A typical long-haul commercial truck used to cover about 225km a day on average prior to July 2017 and spend a fifth of its run time at inter-state border check posts. After these check posts were dismantled in July 2017, when India replaced 17 central and state taxes with a goods and services tax (GST), the logistics industry emerged as a clear winner. Logistics cost, which used to account for about 14% of the value of goods sold in the country, came down to 10-12% while the distance covered in a day improved from about 225km to 300-325km, according to an analysis by the roads ministry.
Another winner from the tax reform rolled out after about 17 years of planning and negotiations, is the consumer. Several rounds of tax rate cuts made sure taxes on goods, including on items such as washing machines, televisions, cameras and a host of household items, became cheaper and retail inflation stayed under control. Though taxes on goods have come down from the pre-GST era, only a few services such as restaurants and under-construction properties have benefited from rate reductions.
For businesses and traders, the reform brought down the number of forms to be filed by businesses to just 12 from 495 earlier. Yet, rolling out the biggest tax reform since independence was not a smooth affair. According to Abhishek Jain, tax partner at EY, absence of a ‘tax on tax’ effect and uniformity of law across states are benefits that GST has brought to businesses. The tax reform brought most of the indirect taxes into the domain of a federal body, the GST Council, out of the exclusive domains of central and state governments.
Anticipating the sea change in taxation, the way of reporting and the uncertainties involved, businesses slowed down production in the weeks before GST roll-out. This is believed to have caused the sharp slowdown in gross domestic product (GDP) growth to 6% in the June quarter of FY18, compared to a 7% expansion in the fourth quarter of FY17 ending March 2017. Growth recovered in subsequent quarters with policymakers suspending some of the toughest provisions such as invoice-matching and extending deadlines for filing returns, in addition to handholding businesses and traders to navigate the new system. By the last quarter of FY18, growth had recovered to 8.1%, though after that the economy started cooling off. This trend continues with growth slowing down to 4.5% in the second quarter of FY20, its slowest pace since March 2013.

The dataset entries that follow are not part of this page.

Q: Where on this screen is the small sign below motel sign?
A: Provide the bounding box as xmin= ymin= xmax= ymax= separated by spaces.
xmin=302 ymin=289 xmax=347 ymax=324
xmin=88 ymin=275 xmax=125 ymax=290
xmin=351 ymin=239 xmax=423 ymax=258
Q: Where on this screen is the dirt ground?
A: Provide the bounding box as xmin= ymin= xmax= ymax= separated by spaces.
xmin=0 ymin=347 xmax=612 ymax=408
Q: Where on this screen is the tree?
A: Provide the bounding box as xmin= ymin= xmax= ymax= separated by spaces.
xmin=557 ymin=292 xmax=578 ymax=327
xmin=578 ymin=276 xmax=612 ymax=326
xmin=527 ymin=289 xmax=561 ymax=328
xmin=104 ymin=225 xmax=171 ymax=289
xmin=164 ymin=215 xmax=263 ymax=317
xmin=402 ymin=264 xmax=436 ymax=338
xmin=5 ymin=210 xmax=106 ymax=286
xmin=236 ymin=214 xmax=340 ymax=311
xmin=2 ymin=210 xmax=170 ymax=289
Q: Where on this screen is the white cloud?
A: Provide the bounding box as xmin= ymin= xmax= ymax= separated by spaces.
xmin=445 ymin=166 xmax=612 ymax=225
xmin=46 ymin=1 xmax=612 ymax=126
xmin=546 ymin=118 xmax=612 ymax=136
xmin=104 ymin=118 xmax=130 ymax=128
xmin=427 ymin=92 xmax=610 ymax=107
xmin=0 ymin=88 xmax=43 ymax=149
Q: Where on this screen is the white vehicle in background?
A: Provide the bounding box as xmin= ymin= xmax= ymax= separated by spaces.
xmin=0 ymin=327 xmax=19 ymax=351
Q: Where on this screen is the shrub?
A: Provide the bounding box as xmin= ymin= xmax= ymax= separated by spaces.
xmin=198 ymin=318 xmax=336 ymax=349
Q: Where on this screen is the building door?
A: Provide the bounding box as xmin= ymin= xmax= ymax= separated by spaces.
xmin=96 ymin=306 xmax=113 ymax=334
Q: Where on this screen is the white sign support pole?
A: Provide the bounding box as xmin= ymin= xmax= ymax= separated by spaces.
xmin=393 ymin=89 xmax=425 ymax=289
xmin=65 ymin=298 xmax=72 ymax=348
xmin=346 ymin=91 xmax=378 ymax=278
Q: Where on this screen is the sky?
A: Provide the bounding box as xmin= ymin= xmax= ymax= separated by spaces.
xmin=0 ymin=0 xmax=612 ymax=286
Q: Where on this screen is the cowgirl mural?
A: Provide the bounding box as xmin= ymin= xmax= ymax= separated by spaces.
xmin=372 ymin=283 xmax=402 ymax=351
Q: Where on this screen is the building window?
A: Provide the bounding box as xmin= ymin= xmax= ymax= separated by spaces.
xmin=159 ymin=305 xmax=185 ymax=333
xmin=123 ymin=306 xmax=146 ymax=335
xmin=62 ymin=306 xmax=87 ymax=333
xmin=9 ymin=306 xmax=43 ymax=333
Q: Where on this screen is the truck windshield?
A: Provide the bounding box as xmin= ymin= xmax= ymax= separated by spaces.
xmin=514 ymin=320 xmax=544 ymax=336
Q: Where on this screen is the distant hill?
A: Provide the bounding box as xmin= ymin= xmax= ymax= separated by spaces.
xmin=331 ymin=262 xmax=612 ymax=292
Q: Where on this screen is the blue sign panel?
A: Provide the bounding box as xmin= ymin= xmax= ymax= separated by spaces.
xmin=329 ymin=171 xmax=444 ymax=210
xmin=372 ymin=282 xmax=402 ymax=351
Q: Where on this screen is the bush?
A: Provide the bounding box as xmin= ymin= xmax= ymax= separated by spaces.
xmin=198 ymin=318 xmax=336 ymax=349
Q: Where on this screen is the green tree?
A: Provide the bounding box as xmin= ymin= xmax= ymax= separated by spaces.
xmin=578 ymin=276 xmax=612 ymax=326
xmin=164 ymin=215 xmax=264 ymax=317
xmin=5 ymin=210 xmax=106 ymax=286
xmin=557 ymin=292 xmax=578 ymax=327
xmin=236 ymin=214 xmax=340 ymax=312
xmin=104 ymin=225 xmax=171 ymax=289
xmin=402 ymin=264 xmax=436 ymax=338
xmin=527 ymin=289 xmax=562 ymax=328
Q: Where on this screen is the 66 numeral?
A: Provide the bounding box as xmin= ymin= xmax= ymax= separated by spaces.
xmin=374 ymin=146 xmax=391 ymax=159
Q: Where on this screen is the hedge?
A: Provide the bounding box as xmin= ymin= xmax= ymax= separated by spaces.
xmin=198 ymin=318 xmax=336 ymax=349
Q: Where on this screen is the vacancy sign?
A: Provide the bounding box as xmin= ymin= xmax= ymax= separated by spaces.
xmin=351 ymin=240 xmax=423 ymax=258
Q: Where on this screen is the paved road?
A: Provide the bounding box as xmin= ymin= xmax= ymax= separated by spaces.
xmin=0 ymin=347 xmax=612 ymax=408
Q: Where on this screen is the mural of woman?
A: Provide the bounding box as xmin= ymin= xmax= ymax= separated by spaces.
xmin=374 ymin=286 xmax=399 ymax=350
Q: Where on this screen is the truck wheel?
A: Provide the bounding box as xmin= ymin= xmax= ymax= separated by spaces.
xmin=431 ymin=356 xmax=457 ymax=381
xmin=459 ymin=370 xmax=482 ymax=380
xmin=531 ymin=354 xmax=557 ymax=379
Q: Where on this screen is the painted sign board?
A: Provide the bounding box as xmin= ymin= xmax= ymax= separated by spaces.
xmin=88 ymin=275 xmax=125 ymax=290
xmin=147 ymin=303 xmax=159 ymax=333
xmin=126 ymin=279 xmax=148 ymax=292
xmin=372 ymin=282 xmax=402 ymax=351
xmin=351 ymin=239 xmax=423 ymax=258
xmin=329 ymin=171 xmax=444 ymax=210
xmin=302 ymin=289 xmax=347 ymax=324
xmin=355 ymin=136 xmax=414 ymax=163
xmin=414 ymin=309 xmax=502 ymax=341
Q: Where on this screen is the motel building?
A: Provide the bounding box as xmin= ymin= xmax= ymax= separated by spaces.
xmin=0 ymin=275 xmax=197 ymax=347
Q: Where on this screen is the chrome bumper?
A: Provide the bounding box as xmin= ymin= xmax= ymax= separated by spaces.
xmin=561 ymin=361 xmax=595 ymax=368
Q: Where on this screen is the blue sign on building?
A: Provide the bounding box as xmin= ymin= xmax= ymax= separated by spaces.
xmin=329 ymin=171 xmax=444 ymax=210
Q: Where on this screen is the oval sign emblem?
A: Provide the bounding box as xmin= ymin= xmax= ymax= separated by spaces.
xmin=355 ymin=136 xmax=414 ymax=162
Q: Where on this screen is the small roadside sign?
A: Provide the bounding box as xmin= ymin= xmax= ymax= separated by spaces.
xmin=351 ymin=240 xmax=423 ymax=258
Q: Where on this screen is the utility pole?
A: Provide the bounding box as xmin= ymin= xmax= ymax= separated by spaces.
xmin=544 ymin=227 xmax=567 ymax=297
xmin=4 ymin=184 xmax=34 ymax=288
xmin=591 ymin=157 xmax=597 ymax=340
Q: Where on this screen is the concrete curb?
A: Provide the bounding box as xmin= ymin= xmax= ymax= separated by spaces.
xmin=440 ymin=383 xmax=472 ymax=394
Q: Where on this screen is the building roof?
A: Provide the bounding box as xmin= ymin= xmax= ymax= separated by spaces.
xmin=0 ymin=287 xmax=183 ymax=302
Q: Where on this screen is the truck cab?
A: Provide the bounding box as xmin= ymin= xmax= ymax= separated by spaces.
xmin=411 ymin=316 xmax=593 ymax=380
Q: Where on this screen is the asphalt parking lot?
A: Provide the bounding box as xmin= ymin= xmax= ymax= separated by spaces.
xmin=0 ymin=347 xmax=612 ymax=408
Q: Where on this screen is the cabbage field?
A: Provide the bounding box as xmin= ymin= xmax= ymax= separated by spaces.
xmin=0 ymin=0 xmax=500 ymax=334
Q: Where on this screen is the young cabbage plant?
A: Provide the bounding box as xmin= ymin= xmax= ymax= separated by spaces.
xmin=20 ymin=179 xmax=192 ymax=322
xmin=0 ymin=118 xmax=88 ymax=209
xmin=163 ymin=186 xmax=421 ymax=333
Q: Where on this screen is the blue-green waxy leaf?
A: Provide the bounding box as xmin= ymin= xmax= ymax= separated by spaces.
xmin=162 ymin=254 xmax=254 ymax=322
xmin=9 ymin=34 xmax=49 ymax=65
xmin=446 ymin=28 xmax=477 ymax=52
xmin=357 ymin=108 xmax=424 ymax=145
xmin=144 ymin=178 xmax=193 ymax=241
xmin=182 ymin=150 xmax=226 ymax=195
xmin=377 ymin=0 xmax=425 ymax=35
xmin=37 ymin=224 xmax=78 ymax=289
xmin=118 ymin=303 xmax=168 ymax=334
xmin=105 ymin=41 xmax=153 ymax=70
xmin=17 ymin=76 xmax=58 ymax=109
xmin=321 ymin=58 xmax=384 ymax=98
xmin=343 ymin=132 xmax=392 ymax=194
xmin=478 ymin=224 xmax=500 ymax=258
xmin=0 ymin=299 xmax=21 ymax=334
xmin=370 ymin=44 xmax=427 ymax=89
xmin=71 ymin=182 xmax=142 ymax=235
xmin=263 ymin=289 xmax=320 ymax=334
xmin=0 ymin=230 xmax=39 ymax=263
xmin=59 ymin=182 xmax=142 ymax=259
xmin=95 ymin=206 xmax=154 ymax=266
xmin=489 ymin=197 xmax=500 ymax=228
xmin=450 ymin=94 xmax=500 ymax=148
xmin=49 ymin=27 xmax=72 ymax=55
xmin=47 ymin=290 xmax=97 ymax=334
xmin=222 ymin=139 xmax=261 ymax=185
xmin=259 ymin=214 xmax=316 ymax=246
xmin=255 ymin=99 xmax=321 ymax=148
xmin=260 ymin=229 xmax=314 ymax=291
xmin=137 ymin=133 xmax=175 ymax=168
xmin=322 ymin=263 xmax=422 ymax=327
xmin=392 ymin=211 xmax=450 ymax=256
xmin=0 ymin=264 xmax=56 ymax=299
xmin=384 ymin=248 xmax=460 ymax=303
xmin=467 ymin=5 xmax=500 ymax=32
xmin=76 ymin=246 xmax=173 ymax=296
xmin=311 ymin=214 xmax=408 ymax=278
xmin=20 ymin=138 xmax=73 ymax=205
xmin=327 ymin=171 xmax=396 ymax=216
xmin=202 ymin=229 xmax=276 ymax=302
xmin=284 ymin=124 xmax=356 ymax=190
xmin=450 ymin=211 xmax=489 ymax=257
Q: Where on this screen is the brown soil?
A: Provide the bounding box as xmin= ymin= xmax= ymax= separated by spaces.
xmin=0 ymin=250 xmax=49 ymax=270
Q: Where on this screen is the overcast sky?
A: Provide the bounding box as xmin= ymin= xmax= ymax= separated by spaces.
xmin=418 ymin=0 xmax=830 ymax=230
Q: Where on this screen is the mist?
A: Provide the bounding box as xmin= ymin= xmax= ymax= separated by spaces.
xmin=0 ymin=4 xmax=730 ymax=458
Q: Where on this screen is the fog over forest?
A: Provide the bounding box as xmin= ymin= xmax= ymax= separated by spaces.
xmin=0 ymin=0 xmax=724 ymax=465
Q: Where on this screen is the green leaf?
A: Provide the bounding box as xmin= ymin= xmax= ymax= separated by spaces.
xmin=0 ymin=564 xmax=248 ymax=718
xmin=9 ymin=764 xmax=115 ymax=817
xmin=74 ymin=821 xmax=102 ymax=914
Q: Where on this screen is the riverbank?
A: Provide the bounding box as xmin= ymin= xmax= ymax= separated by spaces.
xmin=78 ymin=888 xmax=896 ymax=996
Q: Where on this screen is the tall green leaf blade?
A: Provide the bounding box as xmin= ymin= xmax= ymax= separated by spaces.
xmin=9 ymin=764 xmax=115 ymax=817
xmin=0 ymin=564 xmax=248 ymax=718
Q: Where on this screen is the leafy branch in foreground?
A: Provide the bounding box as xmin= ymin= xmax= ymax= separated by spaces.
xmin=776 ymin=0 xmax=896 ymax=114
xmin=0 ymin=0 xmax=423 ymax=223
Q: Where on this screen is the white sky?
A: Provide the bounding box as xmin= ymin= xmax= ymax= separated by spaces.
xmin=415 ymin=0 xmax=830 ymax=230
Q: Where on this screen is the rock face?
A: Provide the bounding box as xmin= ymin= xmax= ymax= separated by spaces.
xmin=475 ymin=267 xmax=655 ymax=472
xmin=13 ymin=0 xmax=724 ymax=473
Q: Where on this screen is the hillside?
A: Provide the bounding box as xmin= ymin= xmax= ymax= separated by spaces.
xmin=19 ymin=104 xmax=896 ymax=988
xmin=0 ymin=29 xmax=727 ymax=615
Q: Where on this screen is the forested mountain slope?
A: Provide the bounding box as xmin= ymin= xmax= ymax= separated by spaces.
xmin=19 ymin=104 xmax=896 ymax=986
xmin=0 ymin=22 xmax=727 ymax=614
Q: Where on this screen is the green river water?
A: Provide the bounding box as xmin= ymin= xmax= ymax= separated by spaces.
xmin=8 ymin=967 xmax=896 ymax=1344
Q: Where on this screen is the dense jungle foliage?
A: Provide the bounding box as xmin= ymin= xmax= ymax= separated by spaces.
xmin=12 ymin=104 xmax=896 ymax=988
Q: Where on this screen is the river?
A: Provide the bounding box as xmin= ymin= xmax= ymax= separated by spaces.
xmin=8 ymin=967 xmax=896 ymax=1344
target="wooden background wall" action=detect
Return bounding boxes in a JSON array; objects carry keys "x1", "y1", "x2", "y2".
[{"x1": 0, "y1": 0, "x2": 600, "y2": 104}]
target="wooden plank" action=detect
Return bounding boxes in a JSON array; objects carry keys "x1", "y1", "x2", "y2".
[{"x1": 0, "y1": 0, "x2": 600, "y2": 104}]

The deepening economic slowdown is testing the assumptions behind GST. One of them, based on the experience in some other economies, is that GST could spur the economic growth rate by 1-2 percentage points. An efficient and distortion-free tax system was expected to support economic growth. Experts say that it is too early to judge GST by the trends in economic growth or revenue collection so far.
“There is no doubt that consumers and businesses have benefited from GST but in a large country with diverse state economies, it will take about five years to realize the full potential of GST. We are halfway towards that goal. Now we should allow GST to settle and only incremental changes should be made. Overall, GST reform has helped businesses," said M.S. Mani, tax partner at Deloitte India.
What is bothering policymakers is the shortfall in GST collections, which is affecting the Narendra Modi administration’s ability to pay states the promised compensation for their revenue losses. This is putting pressure on policymakers to raise GST rates. “GST being a tax on transactions, there is a direct correlation between revenue collection and the growth rate. If growth falters, revenue cannot grow," said Mani.
Though petroleum, electricity and real estate, other than under construction properties, are out of GST, the indirect tax system has become more unified across states. This makes doing business easier. GST could be further simplified, but it is a simpler regime than the earlier fragmented indirect tax system. Removal of internal trade barriers and tax efficiency are expected to bring dividends to the economy in due course. The shift to a technology-oriented tax is also expected to help the authorities to widen the tax base further. Inclusion of currently excluded sectors, clarity on issues like intra-company services between two offices and an option for voluntary payment of GST dues with waiver of interest and penalty should make this reform even more successful, said Jain.